Rental markets will stay strong
While first time home ownership will rise in 2015, thanks to households headed by 30-somethings bankrolled by greater job security and rising confidence in the housing market, younger Millennials leaving college dorms and their parent’s homes will keep the rental market robust. Americans in their 20s strongly prefer to rent in urban centers close to jobs and nightlife, locations where rental properties hold their value and are highly sought after. Rental housing inventory should remain about the same, due to the 2014 boom in multi-family construction.
Foreclosures will slow
2014 foreclosure rates were lower than those in 2013 during every month, for a total of 1,256,070 foreclosure filings this year. That’s a 17% downward change from the 2013 total of 1,516,332 filings, according to RealtyTrac.com. Foreclosures rates will continue to decline, and possibly reach pre-recession levels in 2015. The decline of foreclosed properties as a percentage of inventory will help lift and stabilize home prices throughout next year, a sign that the market recovery is picking up momentum it can sustain.
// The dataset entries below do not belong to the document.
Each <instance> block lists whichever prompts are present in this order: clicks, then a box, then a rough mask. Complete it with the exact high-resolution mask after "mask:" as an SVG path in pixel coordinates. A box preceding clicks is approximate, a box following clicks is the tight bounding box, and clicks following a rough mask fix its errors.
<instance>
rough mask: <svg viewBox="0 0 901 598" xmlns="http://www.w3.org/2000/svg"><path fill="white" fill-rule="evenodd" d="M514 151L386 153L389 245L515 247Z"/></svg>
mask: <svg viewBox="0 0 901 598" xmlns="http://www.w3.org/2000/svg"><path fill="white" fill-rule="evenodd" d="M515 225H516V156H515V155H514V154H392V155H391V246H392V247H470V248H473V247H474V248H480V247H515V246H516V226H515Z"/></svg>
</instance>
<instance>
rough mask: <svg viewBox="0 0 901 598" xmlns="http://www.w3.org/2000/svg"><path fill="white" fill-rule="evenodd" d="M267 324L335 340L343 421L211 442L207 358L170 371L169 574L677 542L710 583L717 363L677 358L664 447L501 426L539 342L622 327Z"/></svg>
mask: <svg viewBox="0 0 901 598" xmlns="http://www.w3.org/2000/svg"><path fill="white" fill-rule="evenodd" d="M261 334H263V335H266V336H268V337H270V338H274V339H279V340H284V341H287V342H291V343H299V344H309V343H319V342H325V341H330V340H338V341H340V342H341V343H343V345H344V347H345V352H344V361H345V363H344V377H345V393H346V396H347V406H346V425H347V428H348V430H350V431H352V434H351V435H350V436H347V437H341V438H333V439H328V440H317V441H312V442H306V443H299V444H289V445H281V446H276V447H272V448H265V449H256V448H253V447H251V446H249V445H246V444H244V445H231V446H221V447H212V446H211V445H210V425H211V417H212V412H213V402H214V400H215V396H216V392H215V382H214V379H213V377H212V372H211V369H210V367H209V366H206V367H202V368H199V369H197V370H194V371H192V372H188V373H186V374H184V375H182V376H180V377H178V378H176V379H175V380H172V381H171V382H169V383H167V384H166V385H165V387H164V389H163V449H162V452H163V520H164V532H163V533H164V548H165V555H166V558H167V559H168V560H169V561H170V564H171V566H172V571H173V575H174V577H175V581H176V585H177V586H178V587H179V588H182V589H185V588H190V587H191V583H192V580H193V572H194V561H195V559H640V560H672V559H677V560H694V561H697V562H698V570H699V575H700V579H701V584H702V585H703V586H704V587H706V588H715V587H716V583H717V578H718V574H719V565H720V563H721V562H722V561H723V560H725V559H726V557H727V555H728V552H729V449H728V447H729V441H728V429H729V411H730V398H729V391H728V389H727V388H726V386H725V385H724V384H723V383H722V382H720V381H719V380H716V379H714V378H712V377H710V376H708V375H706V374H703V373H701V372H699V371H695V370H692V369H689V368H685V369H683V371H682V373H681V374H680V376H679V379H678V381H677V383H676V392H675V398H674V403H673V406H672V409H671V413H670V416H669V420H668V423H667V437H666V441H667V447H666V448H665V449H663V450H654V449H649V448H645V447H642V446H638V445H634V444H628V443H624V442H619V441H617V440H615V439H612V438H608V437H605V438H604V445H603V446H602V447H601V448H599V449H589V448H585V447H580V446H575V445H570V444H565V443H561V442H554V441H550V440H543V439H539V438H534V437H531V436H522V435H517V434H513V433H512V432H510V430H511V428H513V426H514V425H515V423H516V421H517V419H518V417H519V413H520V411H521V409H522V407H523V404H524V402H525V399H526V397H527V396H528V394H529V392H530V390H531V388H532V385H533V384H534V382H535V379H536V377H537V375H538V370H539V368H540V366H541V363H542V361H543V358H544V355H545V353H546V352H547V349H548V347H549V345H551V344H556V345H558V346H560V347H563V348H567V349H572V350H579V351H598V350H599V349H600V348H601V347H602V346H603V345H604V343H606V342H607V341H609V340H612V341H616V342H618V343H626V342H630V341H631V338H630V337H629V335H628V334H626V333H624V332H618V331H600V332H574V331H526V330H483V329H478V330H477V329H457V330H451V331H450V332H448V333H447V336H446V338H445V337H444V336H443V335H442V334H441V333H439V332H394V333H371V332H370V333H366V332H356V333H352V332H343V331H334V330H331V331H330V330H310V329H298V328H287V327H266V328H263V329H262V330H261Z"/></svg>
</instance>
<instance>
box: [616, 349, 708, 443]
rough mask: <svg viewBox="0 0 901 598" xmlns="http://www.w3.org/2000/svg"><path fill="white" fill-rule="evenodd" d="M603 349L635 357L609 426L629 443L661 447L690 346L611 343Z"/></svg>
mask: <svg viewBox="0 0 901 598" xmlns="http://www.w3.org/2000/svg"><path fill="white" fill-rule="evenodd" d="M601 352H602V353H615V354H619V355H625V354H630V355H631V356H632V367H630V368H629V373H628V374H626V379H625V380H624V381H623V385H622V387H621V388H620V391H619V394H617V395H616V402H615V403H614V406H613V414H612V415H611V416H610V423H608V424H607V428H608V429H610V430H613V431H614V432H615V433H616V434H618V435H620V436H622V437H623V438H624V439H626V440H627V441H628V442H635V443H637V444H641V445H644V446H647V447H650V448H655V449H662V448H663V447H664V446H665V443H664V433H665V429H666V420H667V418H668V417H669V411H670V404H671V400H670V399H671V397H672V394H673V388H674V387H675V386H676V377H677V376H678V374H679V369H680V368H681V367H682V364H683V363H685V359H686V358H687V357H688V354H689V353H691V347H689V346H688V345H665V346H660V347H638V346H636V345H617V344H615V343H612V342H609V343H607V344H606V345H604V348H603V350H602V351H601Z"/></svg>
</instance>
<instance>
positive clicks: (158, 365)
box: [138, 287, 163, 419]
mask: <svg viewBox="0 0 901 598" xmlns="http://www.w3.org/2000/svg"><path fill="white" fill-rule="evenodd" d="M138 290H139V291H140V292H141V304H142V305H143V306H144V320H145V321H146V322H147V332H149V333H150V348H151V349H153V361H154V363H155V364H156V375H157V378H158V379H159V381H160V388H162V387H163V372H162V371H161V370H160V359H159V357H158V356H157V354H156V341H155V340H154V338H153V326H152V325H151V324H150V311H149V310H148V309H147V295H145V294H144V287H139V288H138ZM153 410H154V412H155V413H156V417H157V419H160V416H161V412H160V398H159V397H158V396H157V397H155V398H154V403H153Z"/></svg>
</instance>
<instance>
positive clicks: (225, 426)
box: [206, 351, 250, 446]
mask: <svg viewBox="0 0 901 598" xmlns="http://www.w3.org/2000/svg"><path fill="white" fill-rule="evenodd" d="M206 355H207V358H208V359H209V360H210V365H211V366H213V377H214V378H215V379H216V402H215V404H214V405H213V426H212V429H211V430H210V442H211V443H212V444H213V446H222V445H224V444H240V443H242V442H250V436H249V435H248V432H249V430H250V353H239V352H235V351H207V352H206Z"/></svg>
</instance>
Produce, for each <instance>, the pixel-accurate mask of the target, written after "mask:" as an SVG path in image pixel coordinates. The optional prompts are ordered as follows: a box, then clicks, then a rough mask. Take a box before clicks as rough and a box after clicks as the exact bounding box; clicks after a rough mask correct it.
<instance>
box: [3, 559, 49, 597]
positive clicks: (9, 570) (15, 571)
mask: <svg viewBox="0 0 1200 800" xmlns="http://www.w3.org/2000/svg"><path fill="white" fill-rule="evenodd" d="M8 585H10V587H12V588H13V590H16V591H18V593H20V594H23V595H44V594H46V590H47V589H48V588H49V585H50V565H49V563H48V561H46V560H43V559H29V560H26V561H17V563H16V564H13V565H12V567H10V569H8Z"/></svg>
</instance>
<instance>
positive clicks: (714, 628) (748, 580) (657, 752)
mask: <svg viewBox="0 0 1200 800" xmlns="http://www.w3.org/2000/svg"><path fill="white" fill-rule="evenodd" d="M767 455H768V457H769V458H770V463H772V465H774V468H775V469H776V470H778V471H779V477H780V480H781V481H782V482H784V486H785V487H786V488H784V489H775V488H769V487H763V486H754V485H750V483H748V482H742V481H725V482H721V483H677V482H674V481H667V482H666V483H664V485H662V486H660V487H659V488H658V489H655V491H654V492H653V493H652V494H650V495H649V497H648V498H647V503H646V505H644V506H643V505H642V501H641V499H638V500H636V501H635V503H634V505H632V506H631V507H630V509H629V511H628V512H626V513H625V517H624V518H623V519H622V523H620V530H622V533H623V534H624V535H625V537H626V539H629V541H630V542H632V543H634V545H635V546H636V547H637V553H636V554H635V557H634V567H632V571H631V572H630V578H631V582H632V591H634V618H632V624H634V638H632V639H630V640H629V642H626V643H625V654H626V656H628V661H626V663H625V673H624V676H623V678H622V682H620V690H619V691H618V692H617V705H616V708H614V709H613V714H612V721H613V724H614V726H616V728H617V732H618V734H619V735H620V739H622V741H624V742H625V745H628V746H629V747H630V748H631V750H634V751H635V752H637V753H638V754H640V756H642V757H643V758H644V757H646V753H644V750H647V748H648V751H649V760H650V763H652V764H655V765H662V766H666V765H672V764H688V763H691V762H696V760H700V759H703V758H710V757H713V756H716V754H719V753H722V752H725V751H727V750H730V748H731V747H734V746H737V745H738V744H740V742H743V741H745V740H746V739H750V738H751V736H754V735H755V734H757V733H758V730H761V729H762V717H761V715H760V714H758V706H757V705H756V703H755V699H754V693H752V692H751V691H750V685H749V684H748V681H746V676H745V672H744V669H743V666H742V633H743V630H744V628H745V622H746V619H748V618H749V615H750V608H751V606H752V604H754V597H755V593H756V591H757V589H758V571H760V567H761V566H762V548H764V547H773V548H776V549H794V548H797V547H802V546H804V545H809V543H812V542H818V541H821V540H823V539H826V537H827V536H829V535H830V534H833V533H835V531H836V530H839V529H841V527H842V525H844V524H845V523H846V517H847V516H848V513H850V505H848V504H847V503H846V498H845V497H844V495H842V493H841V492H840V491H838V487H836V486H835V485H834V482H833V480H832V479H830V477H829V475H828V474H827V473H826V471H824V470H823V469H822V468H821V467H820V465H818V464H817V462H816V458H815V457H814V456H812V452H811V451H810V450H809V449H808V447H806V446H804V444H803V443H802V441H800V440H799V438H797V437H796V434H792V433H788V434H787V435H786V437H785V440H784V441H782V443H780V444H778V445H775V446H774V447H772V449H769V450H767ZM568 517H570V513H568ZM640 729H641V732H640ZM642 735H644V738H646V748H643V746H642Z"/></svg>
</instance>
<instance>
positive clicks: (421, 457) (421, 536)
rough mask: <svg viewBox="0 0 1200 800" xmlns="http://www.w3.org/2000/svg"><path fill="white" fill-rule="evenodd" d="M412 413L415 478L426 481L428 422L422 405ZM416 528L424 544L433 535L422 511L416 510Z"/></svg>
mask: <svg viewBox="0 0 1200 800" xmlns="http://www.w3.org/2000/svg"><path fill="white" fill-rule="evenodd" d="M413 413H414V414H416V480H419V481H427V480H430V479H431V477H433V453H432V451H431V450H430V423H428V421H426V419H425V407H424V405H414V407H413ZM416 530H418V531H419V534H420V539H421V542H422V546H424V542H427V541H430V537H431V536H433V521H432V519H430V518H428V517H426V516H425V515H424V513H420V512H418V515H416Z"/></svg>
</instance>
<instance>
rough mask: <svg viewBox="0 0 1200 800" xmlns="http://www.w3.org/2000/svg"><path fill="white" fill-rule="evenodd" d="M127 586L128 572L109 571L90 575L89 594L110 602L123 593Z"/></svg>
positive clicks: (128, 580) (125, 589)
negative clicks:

Home prices will rise, but slower than they have been
Home prices vary widely depending on location so no predicted trend will apply to every local housing market. Gains in home values slowed in 2014 when compared to the earlier years of the recovery, but were still positive with a year-over-year change of 4.8% reported in September of 2014 by Case-Shiller Data. Investors who dominated the market in 2012 through early 2014 are pulling out of the market and prices are stabilizing, leading toward a new, more sustainable normal for the housing market. Predictions for overall price gains for 2015 vary depending on the source, but fall in the 3-6% range for most markets. Cities in California and the Southwest may continue to see double digit increases in home values, mirroring their robust and growing job markets.
Affordability will decline
Household income is growing so slowly that the project bump in interest rates combined with a more modest home price gain, will erode affordability for many. Hot urban markets like San Francisco and New York are already out of reach for the majority of the middle class, and that trend may extend to up and coming markets in other parts of California and the Southwest. Markets in Texas, such as Austin, Dallas, and Houston are facing similar issues of high development and rent rates with home prices out of reach for the average household. Home ownership will be more affordable in housing markets with slower rates of recovery and development, like the Midwest and the deep South.
A strong set up for a fuller recovery in 2016
First-time ownership, new single-family construction, and the sale of new homes won’t reach pre-recession levels in 2015. But we will see a stabilizing market that will lift the confidence of households burned by the recession. If 2015 brings a better job market with higher income gains, and the continued development of young Millennial professionals, then 2016 could be the year that officially signals the end of the recovery and back to business as usual.